Durham Life Insurance v. Moize

95 S.E. 552 | N.C. | 1918

1. Did the defendants offer to sell the plaintiff their stock in the Durham Life Insurance Company, as alleged in the complaint? Answer: "Yes."

2. Did the defendants withdraw said offer before its acceptance, as alleged in the answer? Answer: "Yes."

At the conclusion of all the evidence, the court charged the jury if they believed the evidence they would answer each of the said issues in the affirmative. The plaintiff appealed. It is admitted that defendants offered to sell to (345) plaintiff 90 shares of its capital stock at $125 per share, and this action is brought to enforce its delivery. The defendants allege that before the offer was accepted it was withdrawn. The offer to sell was made in writing on 8 May. A call was issued for plaintiff's board of directors to meet on 13 May to consider the offer. On 12 May, before the offer was acted on or accepted, it was withdrawn in writing.

It is well settled that no contract is complete without the assent of both parties and an offer to sell imposes no obligation until it is accepted, according to its terms.

The undisputed evidence shows that defendant's offer to sell was withdrawn before acceptance. Therefore, no contract was entered into between the parties. R.R. Co. v.

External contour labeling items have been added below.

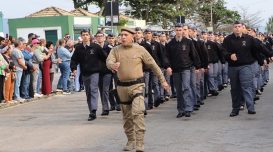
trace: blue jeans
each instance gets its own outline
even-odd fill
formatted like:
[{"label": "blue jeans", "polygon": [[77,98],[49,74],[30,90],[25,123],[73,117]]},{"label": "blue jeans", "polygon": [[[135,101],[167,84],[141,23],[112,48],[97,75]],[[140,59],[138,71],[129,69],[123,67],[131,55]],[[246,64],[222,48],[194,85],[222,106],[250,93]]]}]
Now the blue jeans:
[{"label": "blue jeans", "polygon": [[243,97],[247,109],[254,111],[252,65],[229,67],[228,71],[233,110],[240,110],[241,100]]},{"label": "blue jeans", "polygon": [[70,75],[69,62],[62,62],[61,64],[59,64],[59,67],[60,67],[60,71],[61,71],[60,81],[61,81],[61,84],[63,87],[63,91],[68,91],[67,81],[68,81],[69,75]]},{"label": "blue jeans", "polygon": [[217,86],[218,63],[209,64],[208,88],[210,91],[218,90]]},{"label": "blue jeans", "polygon": [[228,63],[223,64],[223,83],[228,83]]},{"label": "blue jeans", "polygon": [[100,74],[99,90],[101,97],[102,110],[109,110],[109,89],[112,82],[112,74]]},{"label": "blue jeans", "polygon": [[14,81],[14,97],[15,99],[19,99],[21,98],[20,97],[20,85],[21,85],[21,78],[22,78],[22,75],[23,75],[23,71],[19,71],[17,70],[15,72],[16,74],[16,79]]},{"label": "blue jeans", "polygon": [[216,86],[220,86],[223,85],[223,78],[222,78],[222,71],[223,71],[223,65],[222,63],[219,61],[218,62],[218,71],[217,71],[217,85]]},{"label": "blue jeans", "polygon": [[204,72],[199,70],[196,73],[196,100],[203,101],[204,95]]},{"label": "blue jeans", "polygon": [[177,94],[177,110],[178,113],[193,111],[191,101],[191,71],[184,70],[179,73],[173,73],[174,85]]},{"label": "blue jeans", "polygon": [[81,90],[80,74],[81,74],[81,68],[80,68],[80,65],[77,65],[77,74],[75,77],[75,91]]},{"label": "blue jeans", "polygon": [[153,72],[150,72],[150,80],[151,80],[151,86],[154,90],[154,100],[155,102],[160,102],[159,100],[161,99],[161,96],[160,96],[159,80]]},{"label": "blue jeans", "polygon": [[41,94],[41,84],[42,84],[42,70],[39,69],[39,74],[38,74],[38,80],[37,80],[37,88],[36,92]]},{"label": "blue jeans", "polygon": [[[150,88],[150,72],[144,72],[144,81],[145,81],[144,102],[145,102],[145,109],[147,109],[148,104],[150,106],[153,106],[153,103],[154,103],[151,88]],[[151,102],[149,102],[149,100],[151,100]]]},{"label": "blue jeans", "polygon": [[[167,74],[167,70],[161,69],[161,71],[164,74],[164,77],[165,77],[167,83],[170,85],[170,76]],[[166,96],[170,96],[170,93],[168,91],[164,90],[164,88],[161,86],[161,84],[159,86],[160,86],[161,98],[165,98]]]},{"label": "blue jeans", "polygon": [[91,113],[93,110],[97,110],[98,108],[99,73],[94,73],[90,76],[83,76],[82,79],[85,86],[88,109]]},{"label": "blue jeans", "polygon": [[22,98],[29,98],[30,73],[25,72],[22,80]]},{"label": "blue jeans", "polygon": [[197,105],[197,91],[196,91],[196,73],[195,69],[191,69],[191,78],[190,78],[190,86],[191,86],[191,101],[192,101],[192,106]]}]

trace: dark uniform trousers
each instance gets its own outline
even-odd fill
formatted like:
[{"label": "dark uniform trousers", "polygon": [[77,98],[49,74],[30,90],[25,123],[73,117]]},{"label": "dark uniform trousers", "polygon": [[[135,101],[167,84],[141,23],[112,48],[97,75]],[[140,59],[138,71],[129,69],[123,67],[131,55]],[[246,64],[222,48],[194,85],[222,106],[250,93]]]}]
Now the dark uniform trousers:
[{"label": "dark uniform trousers", "polygon": [[117,86],[123,113],[123,128],[128,141],[144,144],[144,83],[131,86]]}]

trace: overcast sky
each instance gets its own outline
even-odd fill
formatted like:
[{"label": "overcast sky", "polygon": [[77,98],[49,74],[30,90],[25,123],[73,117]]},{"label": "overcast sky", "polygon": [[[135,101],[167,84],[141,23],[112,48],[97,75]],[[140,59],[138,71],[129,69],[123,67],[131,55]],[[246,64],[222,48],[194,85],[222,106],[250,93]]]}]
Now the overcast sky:
[{"label": "overcast sky", "polygon": [[[226,0],[227,8],[240,11],[246,8],[250,14],[259,12],[263,19],[261,26],[265,26],[268,18],[273,16],[273,0]],[[14,7],[14,6],[22,7]],[[46,7],[56,6],[65,10],[73,10],[72,0],[5,0],[1,2],[0,11],[4,18],[21,18]],[[91,12],[98,8],[91,7]]]}]

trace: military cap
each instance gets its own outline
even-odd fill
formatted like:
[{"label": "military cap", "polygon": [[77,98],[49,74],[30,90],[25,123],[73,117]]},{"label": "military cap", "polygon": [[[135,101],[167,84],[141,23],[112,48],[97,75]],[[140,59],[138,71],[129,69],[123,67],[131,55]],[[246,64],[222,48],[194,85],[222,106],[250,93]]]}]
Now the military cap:
[{"label": "military cap", "polygon": [[144,33],[152,32],[150,28],[145,29]]},{"label": "military cap", "polygon": [[127,28],[127,27],[121,28],[121,32],[122,32],[122,31],[126,31],[126,32],[129,32],[129,33],[131,33],[131,34],[136,34],[136,31],[135,31],[135,30],[129,29],[129,28]]},{"label": "military cap", "polygon": [[99,30],[99,31],[96,33],[96,35],[98,35],[98,34],[104,35],[104,32],[103,32],[102,30]]},{"label": "military cap", "polygon": [[183,27],[183,24],[182,23],[177,23],[177,24],[175,24],[175,27]]},{"label": "military cap", "polygon": [[2,36],[0,36],[0,42],[4,41],[4,40],[5,40],[5,38],[3,38]]},{"label": "military cap", "polygon": [[135,28],[135,31],[137,32],[137,31],[142,31],[142,29],[140,28],[140,27],[136,27]]},{"label": "military cap", "polygon": [[159,36],[159,33],[154,32],[154,33],[153,33],[153,36]]},{"label": "military cap", "polygon": [[240,22],[240,21],[235,21],[235,22],[233,23],[233,25],[235,25],[235,24],[243,24],[243,23]]},{"label": "military cap", "polygon": [[205,33],[208,33],[207,31],[202,31],[201,34],[205,34]]},{"label": "military cap", "polygon": [[213,32],[209,31],[208,34],[213,34]]},{"label": "military cap", "polygon": [[115,35],[113,33],[109,33],[107,36],[108,37],[115,37]]}]

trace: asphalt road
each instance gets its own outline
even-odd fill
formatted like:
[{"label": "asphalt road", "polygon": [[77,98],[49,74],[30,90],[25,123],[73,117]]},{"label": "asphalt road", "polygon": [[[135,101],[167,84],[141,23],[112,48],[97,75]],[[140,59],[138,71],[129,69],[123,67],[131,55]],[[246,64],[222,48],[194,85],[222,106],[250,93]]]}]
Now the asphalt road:
[{"label": "asphalt road", "polygon": [[[271,79],[272,80],[272,79]],[[190,118],[176,118],[171,100],[148,111],[146,152],[272,152],[273,82],[256,115],[230,118],[229,88]],[[100,104],[99,104],[100,105]],[[99,108],[98,115],[101,113]],[[85,94],[57,95],[0,109],[0,152],[119,152],[126,143],[121,113],[88,122]]]}]

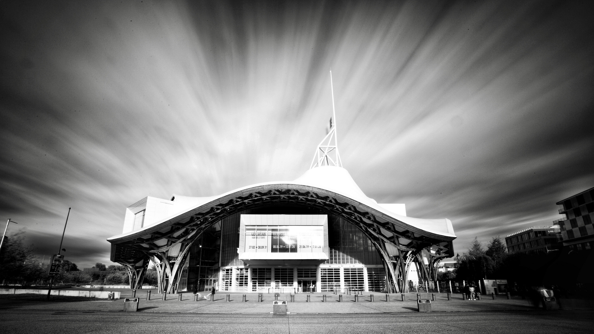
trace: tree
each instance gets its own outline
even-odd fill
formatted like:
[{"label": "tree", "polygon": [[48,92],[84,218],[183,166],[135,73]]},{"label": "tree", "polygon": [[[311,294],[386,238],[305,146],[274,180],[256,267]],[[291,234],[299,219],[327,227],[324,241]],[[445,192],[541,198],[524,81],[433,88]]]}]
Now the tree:
[{"label": "tree", "polygon": [[69,272],[77,271],[78,271],[78,267],[76,265],[76,263],[72,263],[68,260],[64,260],[64,261],[62,263],[62,272],[67,273]]},{"label": "tree", "polygon": [[100,271],[105,271],[105,269],[106,269],[106,268],[105,268],[105,264],[103,264],[103,263],[102,263],[100,262],[97,262],[97,263],[95,263],[95,265],[93,266],[93,268],[97,268]]},{"label": "tree", "polygon": [[23,244],[24,238],[19,232],[5,240],[0,254],[0,281],[24,284],[46,277],[46,268],[35,256],[33,245]]},{"label": "tree", "polygon": [[498,267],[507,255],[506,250],[505,246],[504,245],[501,239],[498,235],[491,239],[491,242],[487,247],[486,251],[485,252],[485,255],[491,257],[493,260],[495,267]]}]

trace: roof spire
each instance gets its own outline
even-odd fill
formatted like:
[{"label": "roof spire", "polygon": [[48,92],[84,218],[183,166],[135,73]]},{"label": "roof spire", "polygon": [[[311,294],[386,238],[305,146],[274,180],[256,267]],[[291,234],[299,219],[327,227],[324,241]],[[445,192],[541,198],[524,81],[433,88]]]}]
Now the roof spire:
[{"label": "roof spire", "polygon": [[337,166],[342,167],[340,155],[338,152],[338,141],[336,139],[336,112],[334,105],[334,87],[332,84],[332,71],[330,71],[330,90],[332,92],[332,117],[327,128],[328,133],[320,142],[315,149],[315,154],[311,161],[309,169],[320,166]]}]

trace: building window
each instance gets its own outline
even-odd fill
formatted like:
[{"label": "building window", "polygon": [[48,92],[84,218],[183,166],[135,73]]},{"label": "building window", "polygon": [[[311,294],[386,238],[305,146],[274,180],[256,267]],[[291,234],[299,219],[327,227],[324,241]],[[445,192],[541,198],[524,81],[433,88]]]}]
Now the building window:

Mill Co., 119 U.S. 149.

The offer to sell was without consideration, was an option merely, and could be withdrawn at any time before acceptance.

It is contended that the defendants were compelled to sell to plaintiff under a provision of its charter which provides that "A holder of stock desiring to sell or transfer any part of such stock shall first notify this corporation of such desire, and if such stockholder so elect, also of any bona fide offer such stockholder may have received therefor. Within fifteen days after the receipt of notice from such stockholder of the desire to sell such stock and of a bona fide offer received by such stockholder therefore, together with the name and address of the person by whom it is made, this corporation, through its board of directors or executive committee, may elect to purchase such stock at any price not lower than the price named in such offer, and upon payment or *368 tender of such price by this corporation within ten days after such election, the holder of such stock shall sell and transfer the same to this corporation forthwith."

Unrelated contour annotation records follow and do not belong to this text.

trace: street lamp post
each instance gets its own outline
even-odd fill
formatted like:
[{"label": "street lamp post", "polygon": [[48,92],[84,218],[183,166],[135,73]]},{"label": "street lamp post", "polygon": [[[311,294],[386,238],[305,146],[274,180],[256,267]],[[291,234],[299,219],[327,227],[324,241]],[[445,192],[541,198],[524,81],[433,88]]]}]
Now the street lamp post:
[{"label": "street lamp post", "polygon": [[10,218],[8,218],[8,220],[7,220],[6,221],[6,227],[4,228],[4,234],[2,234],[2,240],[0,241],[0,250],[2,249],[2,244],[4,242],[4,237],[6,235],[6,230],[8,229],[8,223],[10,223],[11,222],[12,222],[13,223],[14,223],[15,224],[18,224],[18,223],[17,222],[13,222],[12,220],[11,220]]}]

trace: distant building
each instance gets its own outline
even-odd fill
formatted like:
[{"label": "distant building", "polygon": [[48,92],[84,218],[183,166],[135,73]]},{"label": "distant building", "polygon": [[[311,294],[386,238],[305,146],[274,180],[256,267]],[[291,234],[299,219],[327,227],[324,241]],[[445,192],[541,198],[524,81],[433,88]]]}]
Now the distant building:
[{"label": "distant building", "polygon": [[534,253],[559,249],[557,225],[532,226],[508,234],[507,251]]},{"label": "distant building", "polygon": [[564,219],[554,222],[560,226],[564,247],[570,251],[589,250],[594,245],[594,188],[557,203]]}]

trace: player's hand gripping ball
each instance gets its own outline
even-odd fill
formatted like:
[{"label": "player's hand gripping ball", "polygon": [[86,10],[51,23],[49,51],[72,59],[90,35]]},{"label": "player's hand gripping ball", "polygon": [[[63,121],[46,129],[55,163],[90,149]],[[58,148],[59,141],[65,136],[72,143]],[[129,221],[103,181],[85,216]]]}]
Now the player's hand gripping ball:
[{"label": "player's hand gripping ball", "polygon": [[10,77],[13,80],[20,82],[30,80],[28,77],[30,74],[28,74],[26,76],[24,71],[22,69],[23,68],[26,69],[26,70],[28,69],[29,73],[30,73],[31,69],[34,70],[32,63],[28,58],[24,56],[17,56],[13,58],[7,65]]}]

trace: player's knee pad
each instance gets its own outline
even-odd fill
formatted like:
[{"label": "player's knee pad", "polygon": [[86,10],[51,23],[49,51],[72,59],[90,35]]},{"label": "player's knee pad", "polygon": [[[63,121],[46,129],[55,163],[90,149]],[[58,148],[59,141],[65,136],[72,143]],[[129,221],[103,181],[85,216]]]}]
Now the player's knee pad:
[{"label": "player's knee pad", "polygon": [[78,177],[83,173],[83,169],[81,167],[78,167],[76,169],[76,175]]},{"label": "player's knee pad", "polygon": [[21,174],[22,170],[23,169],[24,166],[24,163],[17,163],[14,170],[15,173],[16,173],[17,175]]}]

It is manifest that the parties were not proceeding under the charter, as no offer had been made by an outsider to defendants to purchase their stock and no such offer is mentioned in defendant's communication to plaintiff.

The transaction does not come within the provisions of the charter but can only be regarded in the light of a unilateral contract or option given to plaintiff to purchase. As it is undisputed that the offer was withdrawn in writing before acceptance, the charge of the court is correct.

No error.

Cited: McAden v. Craig, 222 N.C. 503.